Cruttwell Reade explores Indian raga in Patdeep Studies, a showcase for sitar player Jasdeep Singh Degun. It is a beguiling work, with the sitar taking up a different aspect of raga in each movement and the ensemble providing subtle accompaniment that often blurs into the sitar part.
Tom Harrold says of his Dark Dance that it is a “perverse viola concertino.” The piece is rambunctious, playfully tart, and easily could have gone on longer. Tom Coult’s Two Games and a Nocturne is similarly jocular. The first movement features inside-the-piano glissandos followed by jaunty unison gestures and pitched percussion playing a gangly tune. The second, Meccanico ma accelerando, has a devolving robotic sound in the percussion that is successively overshadowed by stentorian string and wind passages. It closes with an intensification of each instrumental group’s music, with fleet winds and a percussive punctuation to close. “Nocturne” begins with chimes and wind solos with repeated pitches haloed by piano unisons. Strings then become prominent in the texture, taking over some of the angular gestures from the winds. Bird calls, piano chords, and continuous chimes underscored by enigmatic harmonies bring the piece to a pensive close.
One of the most successful pieces on Commissions, George Stevenson’s Trees Made of Air, has a Francophone post-tonal pitch palette and consists of overlaid off-kilter ostinatos and angular solo and duet passages. The shifts between different gestures, and their often disparate metrical structures, is a key facet of the piece’s development. Stevenson’s inspiration for the piece is physicist Richard Feynman; in particular, the trajectories of his thought and explication of ideas. One can readily hear how the labyrinthine form of Trees Made of Air might be inspired by one of our era’s greatest minds.
The centerpiece of the recording is Black Milk, by Mark-Anthony Turnage. A sixteen member ensemble supports jazz singer Ian Shaw, who performs Turnage’s setting of an English translation of Paul Celan’s poem Todesfuge (‘Death Fugue’). To say that Turnage is an extraordinary orchestrator is not news. Still, the eloquently arranged accompaniment of Black Milk and the responsive quality it frequently undertakes alongside Shaw’s singing creates a constant feeling of dramatic urgency. Shaw delivers the poem with poignancy and at times great emotionality, both approaches suiting his muscular voice perfectly.

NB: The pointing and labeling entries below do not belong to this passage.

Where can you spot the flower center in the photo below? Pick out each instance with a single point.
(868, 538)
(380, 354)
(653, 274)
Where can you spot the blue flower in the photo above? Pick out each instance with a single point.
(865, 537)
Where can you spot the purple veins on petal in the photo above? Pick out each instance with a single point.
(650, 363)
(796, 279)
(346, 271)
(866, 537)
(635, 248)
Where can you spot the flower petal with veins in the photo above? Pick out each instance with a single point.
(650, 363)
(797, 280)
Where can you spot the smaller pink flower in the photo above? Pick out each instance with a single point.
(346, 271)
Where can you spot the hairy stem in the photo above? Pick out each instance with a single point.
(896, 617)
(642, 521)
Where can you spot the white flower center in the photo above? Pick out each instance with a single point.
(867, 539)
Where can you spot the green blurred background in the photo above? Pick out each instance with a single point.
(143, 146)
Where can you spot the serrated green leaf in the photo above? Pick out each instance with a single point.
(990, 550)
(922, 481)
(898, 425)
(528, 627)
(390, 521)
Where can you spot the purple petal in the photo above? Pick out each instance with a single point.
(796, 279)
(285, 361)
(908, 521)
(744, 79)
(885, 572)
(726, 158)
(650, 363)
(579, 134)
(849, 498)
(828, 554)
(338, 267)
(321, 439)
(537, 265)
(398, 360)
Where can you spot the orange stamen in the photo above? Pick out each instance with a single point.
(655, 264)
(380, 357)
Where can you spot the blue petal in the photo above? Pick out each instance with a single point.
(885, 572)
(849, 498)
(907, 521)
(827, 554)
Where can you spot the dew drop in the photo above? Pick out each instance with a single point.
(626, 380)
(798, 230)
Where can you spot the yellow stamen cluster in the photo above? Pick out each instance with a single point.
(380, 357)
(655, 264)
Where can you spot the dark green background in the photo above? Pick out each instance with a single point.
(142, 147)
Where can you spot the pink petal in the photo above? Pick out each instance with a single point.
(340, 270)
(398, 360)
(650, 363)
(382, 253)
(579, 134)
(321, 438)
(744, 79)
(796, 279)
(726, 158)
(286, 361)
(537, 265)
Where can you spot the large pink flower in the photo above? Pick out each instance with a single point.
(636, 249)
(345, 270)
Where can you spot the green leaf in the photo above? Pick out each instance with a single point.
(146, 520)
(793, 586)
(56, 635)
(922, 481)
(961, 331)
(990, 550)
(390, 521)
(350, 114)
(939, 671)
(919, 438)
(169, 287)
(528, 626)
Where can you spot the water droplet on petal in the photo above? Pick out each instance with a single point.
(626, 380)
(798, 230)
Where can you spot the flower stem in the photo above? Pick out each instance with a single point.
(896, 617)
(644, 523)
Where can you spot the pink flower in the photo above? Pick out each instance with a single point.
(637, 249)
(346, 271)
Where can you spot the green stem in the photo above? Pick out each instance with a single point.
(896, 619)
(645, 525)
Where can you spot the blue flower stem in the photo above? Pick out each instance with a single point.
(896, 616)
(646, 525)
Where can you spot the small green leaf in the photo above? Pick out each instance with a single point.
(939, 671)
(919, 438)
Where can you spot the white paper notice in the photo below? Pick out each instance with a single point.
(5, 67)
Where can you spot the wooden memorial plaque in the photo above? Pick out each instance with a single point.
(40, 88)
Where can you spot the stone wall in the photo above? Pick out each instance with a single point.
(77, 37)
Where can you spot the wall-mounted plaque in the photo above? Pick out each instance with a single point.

Three bonus tracks are performances by soprano Daisy Brown of Alissa Firsova’s Songs of the World. Although Hugo von Hofmannsthal is best known as a librettist, Firsova found these poems to be expressive material for art songs. She is correct, and her settings display echoes of the late romantic works to which Hofmannsthal artistically contributed. Lush scoring and lyrical melodies that are beautifully sung by Brown make these songs quite a bonus for listeners. Psappha is involved in a number of current and upcoming projects. Keep an eye and ear open for them.